Differences in baseline characteristics between the participants will be measured using two-tailed unpaired t-tests. A two-tailed paired t-test will be used to analyze treatment effects within subjects and a two-tailed unpaired t-test will be used to compare mean values of outcome variables between the two diets. Normal Q-Q plots and Shapiro-Wilk test will be performed to check for normal distribution of data. Data transformation will be applied in case the data does not present normal distribution. To test for a possible period effect a two-tailed unpaired t-test comparing the mean difference between first and second period for outcome variables and food intake will be performed. To test a possible carry-over effect a two-tailed unpaired t-test comparing the average of observations for outcome variables and food intake between the two periods will be performed. P < 0.05 will be considered to indicate statistical significance.

Analysis will be conducted by use of SPSS for Mac Version 20 (IBM SPSS Statistics for Mac, Version 20.0. Armonk, NY: IBM Corp.)

Discussion

As discussed previously, there is uncertainty as to what is the optimal dietary approach for the prevention and treatment of T2DM [11, 12, 17], and previous trials from our group raise the question of whether focusing on the type of food, rather than macro/micronutrient composition, dietary fiber and GL is a better approach [21, 22]. The ADILAN study aims at comparing the effects of two healthy diets on the control of blood glucose, with no significant differences in macro/micronutrient composition, dietary fiber and GL, only different food choice.
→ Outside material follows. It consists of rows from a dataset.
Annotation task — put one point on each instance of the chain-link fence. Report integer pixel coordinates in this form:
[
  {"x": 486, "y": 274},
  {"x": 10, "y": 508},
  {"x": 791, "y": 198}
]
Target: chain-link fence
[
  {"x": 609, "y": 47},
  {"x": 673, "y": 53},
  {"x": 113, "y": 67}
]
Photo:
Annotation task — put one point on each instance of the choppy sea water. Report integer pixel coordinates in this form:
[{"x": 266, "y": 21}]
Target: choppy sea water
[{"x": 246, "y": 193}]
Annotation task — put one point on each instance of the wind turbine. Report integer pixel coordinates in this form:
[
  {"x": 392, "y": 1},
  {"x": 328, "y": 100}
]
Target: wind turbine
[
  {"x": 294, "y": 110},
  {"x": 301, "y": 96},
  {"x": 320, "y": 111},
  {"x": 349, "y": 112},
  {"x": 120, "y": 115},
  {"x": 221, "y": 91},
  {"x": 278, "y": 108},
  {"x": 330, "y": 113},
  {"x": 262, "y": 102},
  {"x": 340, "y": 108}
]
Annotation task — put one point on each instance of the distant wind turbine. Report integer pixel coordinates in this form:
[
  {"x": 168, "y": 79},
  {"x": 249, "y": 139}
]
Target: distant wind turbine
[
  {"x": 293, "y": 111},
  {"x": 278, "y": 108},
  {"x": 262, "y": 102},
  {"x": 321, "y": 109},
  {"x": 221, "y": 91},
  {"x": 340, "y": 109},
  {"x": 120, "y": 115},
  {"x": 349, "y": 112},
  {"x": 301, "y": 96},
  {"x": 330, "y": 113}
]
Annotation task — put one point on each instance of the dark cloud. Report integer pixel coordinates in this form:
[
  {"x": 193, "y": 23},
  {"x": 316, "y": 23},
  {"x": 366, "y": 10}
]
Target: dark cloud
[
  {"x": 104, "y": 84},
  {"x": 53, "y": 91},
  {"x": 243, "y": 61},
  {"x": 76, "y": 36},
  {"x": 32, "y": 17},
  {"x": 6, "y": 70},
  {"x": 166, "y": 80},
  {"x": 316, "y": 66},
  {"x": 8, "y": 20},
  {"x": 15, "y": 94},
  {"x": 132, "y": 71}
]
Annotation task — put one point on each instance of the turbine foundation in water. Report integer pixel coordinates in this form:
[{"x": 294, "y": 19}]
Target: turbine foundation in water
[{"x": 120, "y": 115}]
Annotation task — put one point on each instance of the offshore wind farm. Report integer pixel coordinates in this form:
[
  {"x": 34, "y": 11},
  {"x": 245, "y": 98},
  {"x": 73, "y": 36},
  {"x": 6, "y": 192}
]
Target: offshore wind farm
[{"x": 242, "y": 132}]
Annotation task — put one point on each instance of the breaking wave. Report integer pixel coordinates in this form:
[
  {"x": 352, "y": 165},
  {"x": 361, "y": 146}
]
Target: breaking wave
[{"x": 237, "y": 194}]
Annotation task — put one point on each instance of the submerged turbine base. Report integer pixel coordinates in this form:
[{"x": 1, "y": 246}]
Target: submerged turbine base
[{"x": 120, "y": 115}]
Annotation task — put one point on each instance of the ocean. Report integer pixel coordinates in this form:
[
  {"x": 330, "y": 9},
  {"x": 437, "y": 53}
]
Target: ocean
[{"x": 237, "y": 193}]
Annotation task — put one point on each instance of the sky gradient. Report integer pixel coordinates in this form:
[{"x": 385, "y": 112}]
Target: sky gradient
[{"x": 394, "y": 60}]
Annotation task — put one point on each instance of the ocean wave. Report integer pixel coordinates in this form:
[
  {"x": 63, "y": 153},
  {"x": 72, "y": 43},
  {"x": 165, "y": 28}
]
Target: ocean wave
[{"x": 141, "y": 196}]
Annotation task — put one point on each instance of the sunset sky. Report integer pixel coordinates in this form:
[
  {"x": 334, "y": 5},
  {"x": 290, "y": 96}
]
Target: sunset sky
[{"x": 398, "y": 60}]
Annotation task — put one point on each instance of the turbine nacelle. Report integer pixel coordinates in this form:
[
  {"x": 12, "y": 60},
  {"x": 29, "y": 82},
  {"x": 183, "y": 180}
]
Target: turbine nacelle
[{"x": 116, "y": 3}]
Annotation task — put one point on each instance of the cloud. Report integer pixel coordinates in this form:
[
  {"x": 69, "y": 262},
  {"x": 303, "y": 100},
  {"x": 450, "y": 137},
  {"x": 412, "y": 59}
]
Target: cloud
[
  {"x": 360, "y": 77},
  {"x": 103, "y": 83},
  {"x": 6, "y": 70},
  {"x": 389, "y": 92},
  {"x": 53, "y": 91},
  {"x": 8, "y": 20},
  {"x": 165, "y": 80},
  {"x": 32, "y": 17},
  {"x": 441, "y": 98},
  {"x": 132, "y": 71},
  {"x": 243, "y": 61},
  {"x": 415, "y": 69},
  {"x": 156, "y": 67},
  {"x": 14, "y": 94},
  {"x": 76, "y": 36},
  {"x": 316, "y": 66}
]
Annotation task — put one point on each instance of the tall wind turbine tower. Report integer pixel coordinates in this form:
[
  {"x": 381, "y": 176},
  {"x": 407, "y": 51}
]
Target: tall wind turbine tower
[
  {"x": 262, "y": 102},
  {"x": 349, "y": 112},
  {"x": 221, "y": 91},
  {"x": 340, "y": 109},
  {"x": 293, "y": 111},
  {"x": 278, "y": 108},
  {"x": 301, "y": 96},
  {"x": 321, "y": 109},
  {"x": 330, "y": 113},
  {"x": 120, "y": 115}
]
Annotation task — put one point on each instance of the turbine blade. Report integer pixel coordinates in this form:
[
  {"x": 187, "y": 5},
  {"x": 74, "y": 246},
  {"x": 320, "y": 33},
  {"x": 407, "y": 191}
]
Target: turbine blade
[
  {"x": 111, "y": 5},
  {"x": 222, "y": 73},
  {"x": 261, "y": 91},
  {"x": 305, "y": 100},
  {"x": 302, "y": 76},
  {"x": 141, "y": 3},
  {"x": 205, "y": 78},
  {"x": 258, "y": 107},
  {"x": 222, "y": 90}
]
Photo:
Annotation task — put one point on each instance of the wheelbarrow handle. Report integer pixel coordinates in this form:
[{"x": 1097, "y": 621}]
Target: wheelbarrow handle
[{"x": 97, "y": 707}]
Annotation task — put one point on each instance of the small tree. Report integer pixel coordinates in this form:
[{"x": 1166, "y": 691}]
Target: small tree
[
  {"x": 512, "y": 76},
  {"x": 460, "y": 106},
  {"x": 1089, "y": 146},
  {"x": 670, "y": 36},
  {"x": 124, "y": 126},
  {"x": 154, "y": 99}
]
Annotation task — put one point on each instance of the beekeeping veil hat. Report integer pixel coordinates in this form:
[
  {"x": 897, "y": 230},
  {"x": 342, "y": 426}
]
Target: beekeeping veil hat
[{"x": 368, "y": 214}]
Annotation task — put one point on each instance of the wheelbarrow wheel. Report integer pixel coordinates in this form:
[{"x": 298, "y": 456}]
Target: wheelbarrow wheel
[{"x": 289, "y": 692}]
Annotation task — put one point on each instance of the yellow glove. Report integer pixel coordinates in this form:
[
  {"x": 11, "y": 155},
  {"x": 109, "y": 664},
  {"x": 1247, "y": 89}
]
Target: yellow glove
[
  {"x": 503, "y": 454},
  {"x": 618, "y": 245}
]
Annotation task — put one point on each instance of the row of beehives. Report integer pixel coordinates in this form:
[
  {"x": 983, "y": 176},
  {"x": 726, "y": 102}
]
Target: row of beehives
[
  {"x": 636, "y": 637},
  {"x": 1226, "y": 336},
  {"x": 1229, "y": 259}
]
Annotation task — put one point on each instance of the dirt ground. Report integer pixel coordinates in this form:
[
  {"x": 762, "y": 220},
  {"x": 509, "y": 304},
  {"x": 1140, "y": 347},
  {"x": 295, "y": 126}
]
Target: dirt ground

Importantly, we will try to eliminate weight loss as a confounding factor.

Of paramount importance, the nutritional software package (DIAL) used to create the seven-day menu plan generates a ‘Healthy Alimentation Index’ that classifies both diets as ‘very healthy’. Due to its specific design, constructed on evolutionary principles, the grain/dairy-free diet scored zero in two items, ‘Cereals and legumes’ and ‘Dairy’, but in spite of this, it was classified as very healthy owing to the fact that it scored the maximum (except for ‘Variety of foods with a score of 7/10) in the rest of items’, namely ‘Vegetables’, ‘Fruits’, ‘Meat, Fish and Eggs’, ‘Energy derived from fat’, ‘Energy derived from saturated fats’, ‘Cholesterol’, ‘Dietary sodium’ and ‘Variety of foods’ [32]. It can be concluded that the ADILAN study will compare two healthy diets which are similar in macro/micronutrient composition, fiber intake and GL, for the treatment of T2DM but differing in the intake of cereal grains, legumes and dairy products.

The ADILAN study could serve as a pilot study to run long-term dietary intervention trials in the future, focusing on food choice, which could shed light on a better dietary approach for prevention and treatment of T2DM.

Trial status

The ADILAN study is currently under recruitment process at 22 October 2013.